In manchen dieser Jahre konnte er darüber hinaus auch noch einige der ihm zugeteilten Verschmutzungszertifikate verkaufen, weil er die zugeteilte Menge gar nicht benötigte. Dies und die in der Kalkulation bereits enthaltenen Preise für die Zertifikate führten zu außergewöhnlichen Gewinnen. Von ihnen wiederum profitierten die Kommunen und Bundesländer, in denen die Unternehmen Steuern entrichteten.

Damit wird in diesem Jahr Schluss sein. Im Rathaus in Cottbus weiß derzeit keiner, wie sich die Einnahmen aus der Gewerbesteuer entwickeln, die 2007 bei etwa 27 Millionen Euro lagen. Betroffen ist auch Spremberg (Spree-Neiße), das vor allem wegen des Kraftwerkes Schwarze Pumpe im Jahr 2007 zwölf Millionen Euro verbuchen konnte.
Auch die Gemeinde Teichland (Spree-Neiße) profitierte bislang ganz besonders von den Vattenfall-Gewinnen. Und in Sachsen waren Boxberg und Weißwasser (Landkreis Görlitz) die Gewinner.
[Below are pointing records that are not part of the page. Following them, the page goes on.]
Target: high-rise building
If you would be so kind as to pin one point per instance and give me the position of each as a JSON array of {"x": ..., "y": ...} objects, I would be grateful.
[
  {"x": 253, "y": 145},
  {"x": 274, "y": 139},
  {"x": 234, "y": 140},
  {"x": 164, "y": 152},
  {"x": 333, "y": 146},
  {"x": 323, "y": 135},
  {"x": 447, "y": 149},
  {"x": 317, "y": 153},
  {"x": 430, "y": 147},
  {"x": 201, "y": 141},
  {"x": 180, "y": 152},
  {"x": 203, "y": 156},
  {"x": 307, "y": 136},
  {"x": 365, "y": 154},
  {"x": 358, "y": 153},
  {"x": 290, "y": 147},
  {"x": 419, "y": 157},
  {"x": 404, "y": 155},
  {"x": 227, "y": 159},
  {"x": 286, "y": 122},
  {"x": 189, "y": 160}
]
Die Gewerbesteuer ist wie die an das Land abgeführte Körperschaftssteuer ertragsabhängig. Vattenfall wird für die weitere Stromerzeugung in der Lausitz erhebliche Beträge aufwenden müssen – und die werden den Gewinn des Unternehmens nach unten drücken.

Im laufenden Jahr wird Jänschwalde nur noch CO2-Zertifikate für etwa zwölf Millionen Tonnen zugeteilt bekommen, was gerade mal für ein halbes Jahr reicht. Soll dort weiter Braunkohle verfeuert werden, so müssen Zertifikate zugekauft werden. Sie kosten zwischen 20 und 28 Euro pro Tonne. Insgesamt muss das Unternehmen allein für den Dauerbetrieb von Jänschwalde wenigstens 200 Millionen Euro zusätzlich aufbringen.
Beim Kraftwerk Schwarze Pumpe sieht es etwas besser aus, weil dort der Ausstoß des Klimakillers CO2 verhältnismäßig gering ist. Aber auch in Spremberg werden Zertifikate für wenigstens vier Millionen Tonnen benötigt, wenn die Erzeugung in etwa auf gleichem Niveau bleiben soll. Die hohen Aufwendungen führen zwangsläufig zu einem Gewinneinbruch der Unternehmensteile, die in der Region und im Land Brandenburg Steuern entrichten. Das Minus bei den Ämtern in Cottbus und Potsdam ist allerdings mit einem unerwarteten Geldsegen in der Bundeskasse verbunden. Denn zehn Prozent der Verschmutzungszertifikate werden zugunsten des Bundeshaushaltes zu Marktpreisen verkauft. Bis Juni dieses Jahres nahm so der Bund 422 Millionen Euro ein, für das gesamte Jahr rechnet er mit knapp einer Milliarde. Gleichzeitig geht die Bundesregierung davon aus, dass dies zu Steuermindereinnamen in Höhe von etwa einem Drittel dieser Summe führen wird. Diese Mindereinnamen werden allerdings nicht Bundessteuern schmälern, sondern sich vor allem auf lokaler Ebene bemerkbar machen.

Vorgesehen ist derzeit zunächst eine Verwendung von 280 Millionen Euro für Projekte des Bundesumweltministeriums, insbesondere auch für Einrichtungen und Gebäude von Kommunen in der gesamten Bundesrepublik. Umweltminister Sigmar Gabriel (SPD) stellte im Juni ein entsprechendes Programm vor. Weiter sollen damit kleine Anlagen der Wärme-Kraft-Kopplung und effektivere Großkühlanlagen gefördert werden. Nach dem derzeitigen Informationsstand liegen dazu keine Anträge aus der Lausitz vor. 120 Millionen Euro sollen im Ausland für Klimaschutzprojekte ausgegeben werden. Der verbleibende Rest von mehr als 500 Millionen Euro soll bei der allgemeinen Haushaltssanierung helfen. Politiker reagieren auf die Geldflüsse entweder mit Schweigen oder Gereiztheit. Der Cottbuser Oberbürgermeister Frank Szymanski (SPD) will keine Stellungnahme abgeben. Brandenburgs Ministerpräsident Matthias Platzeck (SPD) erklärte mehrfach, bei solchen Abflüssen von regionaler Wertschöpfung in die Bundeskasse finde üblicherweise keine Verrechnung statt.